XVIII – Possidônia, o que tens?
A vila de Nova Almeida dista de Vitória sete léguas. Nela moram pescadores e agricultores que vivem em palhoças formando um casario sem grandeza alinhado perto da praia que é suja e estreita.
Por detrás dessas casas fica o morro onde sobressai o imponente colégio que foi dos extintos jesuítas e é da invocação dos Reis Magos o qual antigamente dava o nome ao lugar.
Defronte da vila, escorre o rio de turvas águas cor de mate com barra de pouco fundo. O rio admite embarcações de oito palmos de calado, sendo contudo necessário ir um prático dar-lhes entrada por causa dos bancos de areia movediços que tem na enseada onde se acha um bom ancoradouro bastante abrigado.
Enquanto me aproximava da vila onde o comércio é nenhum, crescia nos meus ouvidos o aceso batuque de um baile de congo. O som nascia de casacas, que são reco-recos com cabeças entalhadas, e de tambores tocados por um magote de gente, reunindo negros e mulatos. Os tocadores ora ficavam parados, ora andavam de um lado para o outro, sempre juntos, arrastando atrás deles uma porção de pessoas que cabriolavam levantando a poeira do chão. À medida que assim tocavam emitiam seu canto repetido e monótono que parecia não ter fim.
Com demasiado esforço pude entender, e apenas pela metade, aquele cântico gritado e fanhoso que o vento levava e que consistia para mim numa intrigante pergunta: “Possidônia, o que tens?” Não me foi possível, porém, atinar com o restante da frase que se espichava no ar.
O meu advento inesperado em trajes milicianos diante daquelas ingênuas criaturas fez calar-lhes a cantoria e o silêncio subitamente pesado e respeitoso só era rompido pelo marulhar leve das águas na prainha próxima.
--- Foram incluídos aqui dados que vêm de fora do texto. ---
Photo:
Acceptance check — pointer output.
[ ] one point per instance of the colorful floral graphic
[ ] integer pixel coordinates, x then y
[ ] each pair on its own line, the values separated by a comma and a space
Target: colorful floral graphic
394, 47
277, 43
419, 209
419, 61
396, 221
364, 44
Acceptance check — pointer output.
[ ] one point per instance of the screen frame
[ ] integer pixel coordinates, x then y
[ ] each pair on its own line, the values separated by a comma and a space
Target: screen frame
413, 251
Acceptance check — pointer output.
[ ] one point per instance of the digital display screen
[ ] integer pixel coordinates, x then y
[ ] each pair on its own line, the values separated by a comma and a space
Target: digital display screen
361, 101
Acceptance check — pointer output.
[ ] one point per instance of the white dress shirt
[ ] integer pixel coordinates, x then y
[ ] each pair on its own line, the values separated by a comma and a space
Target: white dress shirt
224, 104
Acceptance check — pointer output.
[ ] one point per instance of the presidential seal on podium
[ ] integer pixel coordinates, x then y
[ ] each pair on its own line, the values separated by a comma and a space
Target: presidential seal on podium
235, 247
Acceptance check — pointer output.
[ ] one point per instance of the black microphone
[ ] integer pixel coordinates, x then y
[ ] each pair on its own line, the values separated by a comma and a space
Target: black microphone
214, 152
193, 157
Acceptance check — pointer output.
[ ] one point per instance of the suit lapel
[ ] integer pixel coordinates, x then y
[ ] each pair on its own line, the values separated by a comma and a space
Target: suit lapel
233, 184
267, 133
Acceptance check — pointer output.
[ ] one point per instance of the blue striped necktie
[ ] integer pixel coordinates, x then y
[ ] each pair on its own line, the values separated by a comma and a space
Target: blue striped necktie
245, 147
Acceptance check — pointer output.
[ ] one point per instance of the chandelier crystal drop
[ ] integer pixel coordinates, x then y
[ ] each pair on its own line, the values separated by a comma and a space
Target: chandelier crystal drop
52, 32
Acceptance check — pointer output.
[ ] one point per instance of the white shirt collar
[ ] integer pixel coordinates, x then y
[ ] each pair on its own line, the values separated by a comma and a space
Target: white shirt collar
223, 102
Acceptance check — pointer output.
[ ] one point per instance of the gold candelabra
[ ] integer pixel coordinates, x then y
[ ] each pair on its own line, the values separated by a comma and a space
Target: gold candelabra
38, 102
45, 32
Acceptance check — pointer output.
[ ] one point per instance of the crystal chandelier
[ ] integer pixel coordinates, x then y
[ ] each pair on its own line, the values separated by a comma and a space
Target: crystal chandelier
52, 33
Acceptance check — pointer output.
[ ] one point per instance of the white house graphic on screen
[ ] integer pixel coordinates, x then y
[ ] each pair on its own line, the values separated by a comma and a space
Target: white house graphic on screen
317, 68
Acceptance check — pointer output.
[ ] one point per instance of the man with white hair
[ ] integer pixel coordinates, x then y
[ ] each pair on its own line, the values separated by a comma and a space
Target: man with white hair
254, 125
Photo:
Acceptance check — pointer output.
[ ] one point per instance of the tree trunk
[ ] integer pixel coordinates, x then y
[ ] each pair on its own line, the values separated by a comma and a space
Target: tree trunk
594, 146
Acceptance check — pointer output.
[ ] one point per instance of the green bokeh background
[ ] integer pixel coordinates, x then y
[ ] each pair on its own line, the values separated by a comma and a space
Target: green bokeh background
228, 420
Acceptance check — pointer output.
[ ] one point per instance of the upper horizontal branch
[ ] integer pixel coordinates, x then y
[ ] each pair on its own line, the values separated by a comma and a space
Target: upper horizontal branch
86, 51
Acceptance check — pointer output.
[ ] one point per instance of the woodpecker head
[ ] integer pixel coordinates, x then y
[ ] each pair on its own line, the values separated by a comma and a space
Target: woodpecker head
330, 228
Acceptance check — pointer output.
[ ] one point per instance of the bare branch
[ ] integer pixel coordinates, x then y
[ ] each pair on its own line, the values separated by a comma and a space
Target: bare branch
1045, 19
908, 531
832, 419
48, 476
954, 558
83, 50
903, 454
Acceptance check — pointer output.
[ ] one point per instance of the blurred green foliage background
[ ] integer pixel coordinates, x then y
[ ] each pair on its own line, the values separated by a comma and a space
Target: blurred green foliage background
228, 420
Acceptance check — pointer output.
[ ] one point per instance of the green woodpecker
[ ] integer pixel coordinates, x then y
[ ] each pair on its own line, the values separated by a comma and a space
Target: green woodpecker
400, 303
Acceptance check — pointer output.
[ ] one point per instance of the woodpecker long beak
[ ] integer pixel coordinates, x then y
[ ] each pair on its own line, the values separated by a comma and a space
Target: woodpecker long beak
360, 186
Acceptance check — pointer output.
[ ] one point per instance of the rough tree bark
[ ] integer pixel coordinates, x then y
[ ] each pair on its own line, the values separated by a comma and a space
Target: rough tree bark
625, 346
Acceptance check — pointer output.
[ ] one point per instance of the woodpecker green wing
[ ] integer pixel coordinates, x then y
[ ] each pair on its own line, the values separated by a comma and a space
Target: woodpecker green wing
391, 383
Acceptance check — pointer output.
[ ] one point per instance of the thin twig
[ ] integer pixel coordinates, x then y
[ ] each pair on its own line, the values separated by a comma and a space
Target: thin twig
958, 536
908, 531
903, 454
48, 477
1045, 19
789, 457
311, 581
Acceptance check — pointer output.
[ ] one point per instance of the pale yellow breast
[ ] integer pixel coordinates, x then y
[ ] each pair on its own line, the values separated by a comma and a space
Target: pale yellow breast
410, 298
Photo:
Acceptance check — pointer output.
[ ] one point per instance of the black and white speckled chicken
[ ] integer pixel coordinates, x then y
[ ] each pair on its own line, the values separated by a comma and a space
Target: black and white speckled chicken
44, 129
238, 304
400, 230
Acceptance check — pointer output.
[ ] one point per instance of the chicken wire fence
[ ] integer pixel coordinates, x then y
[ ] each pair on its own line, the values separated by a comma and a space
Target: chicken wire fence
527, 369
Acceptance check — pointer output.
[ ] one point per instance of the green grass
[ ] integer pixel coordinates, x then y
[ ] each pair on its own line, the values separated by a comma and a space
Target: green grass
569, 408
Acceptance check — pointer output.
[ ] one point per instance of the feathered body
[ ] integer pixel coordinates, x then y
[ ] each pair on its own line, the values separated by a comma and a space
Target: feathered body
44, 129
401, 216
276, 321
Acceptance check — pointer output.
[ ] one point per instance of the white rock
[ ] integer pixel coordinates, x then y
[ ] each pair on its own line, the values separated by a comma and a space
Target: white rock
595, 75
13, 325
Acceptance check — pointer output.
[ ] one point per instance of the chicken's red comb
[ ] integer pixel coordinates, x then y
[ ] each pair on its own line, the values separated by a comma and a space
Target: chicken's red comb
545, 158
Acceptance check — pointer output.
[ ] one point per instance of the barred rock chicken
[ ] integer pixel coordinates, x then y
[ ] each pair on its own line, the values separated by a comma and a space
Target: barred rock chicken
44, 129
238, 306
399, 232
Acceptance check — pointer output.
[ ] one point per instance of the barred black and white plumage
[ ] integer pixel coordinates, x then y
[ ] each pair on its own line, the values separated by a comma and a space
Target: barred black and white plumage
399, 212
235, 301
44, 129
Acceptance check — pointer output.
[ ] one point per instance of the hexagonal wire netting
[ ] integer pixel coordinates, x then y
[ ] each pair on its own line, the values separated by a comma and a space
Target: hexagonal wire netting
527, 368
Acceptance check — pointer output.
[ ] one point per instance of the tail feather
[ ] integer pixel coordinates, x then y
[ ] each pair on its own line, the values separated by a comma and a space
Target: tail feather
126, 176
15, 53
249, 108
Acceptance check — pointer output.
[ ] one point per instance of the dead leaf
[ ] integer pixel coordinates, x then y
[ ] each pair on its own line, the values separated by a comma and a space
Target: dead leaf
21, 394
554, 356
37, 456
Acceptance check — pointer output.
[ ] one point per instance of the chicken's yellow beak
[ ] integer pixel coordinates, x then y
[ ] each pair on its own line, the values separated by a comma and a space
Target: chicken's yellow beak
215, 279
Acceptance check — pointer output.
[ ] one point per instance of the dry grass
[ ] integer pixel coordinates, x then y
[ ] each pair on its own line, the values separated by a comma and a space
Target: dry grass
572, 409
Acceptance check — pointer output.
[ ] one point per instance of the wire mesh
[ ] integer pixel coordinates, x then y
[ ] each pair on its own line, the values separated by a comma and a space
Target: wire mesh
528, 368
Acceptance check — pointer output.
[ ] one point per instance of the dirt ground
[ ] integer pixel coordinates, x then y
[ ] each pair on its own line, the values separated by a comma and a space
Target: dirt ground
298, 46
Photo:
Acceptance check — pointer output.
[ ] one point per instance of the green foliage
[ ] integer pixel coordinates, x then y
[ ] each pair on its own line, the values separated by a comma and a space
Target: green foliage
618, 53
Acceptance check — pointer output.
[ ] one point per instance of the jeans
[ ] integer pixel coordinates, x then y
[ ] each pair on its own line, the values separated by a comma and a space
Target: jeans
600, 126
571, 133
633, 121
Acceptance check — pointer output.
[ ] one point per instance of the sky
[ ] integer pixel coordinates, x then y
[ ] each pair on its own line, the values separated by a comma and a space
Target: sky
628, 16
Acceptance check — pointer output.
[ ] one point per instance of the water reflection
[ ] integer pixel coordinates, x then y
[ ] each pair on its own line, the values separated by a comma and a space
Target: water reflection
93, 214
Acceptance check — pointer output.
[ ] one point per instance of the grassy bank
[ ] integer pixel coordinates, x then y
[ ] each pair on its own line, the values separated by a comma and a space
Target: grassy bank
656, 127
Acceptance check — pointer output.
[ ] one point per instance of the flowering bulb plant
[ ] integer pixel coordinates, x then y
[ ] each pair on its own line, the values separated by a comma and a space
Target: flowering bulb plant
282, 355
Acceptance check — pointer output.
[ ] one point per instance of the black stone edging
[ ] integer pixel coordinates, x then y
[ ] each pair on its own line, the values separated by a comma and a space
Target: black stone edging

Disse ao que vinha e prontamente estava na presença do subdelegado, alcunhado Chico Felisberto, indivíduo solícito, de cor amarela, trazendo na enorme boca rasgada fortes dentes pregados nela.
Sua pessoa não me conquistou a benevolência. Aquela criatura subserviente teve o Dom de me irritar sem aparente razão senão sua própria aparência. Confiei-lhe, sem perda de tempo, o propósito de ir ter com o mestre-escola do lugar, no que fui atendido pelo subdelegado que me levou à morada do professor Antunes, que essa era sua graça.
Não foi difícil chegar ao lugar, embora tivéssemos de galgar primeiramente uma encosta de duro chão argiloso escavado por profundos sulcos causados pelas chuvas.
Dita encosta, bastante íngreme em certos trechos, ficava por trás do casario miserável fronteiro à prainha por onde antes eu havia passado e onde o enfadonho batuque do congo tinha recomeçado.
Ao escutar novamente aquele baticum e cantoria, perguntei ao subdelegado sobre o preciso significado do que estavam cantando.
Abrindo num sorriso sarcástico sua boca de grandalhos dentes, explicou-me que na véspera da minha chegada uma mulher, moradora do lugar, de nome Possidônia, dera pelo sumiço de um grande peru que trazia na engorda, tendo em vão procurado a ave de casa em casa, muito se lamuriando do seu desaparecimento.
E depois dessa busca infrutífera, aos que indagavam o motivo de sua consternação, vendo-a pesarosa e triste, acotovelada à janela de sua casa na vigília paciente da ave sumida, dava como explicação a dó que sentia pela falta do peru.
Foi o quanto bastou para que a banda de congo improvisasse a toada, interminavelmente repetida, cujo completo significado me escapava e que, no entanto, era o seguinte: “Possidônia, o que tens? É dó do peru.”
Enquanto me narrava esse episódio, continuávamos subindo a ladeira que servia também de acesso para o extinto convento dos jesuítas, construído numa situação sobranceira, donde era possível, dilatando a vista, divisar o magnífico panorama daquele território.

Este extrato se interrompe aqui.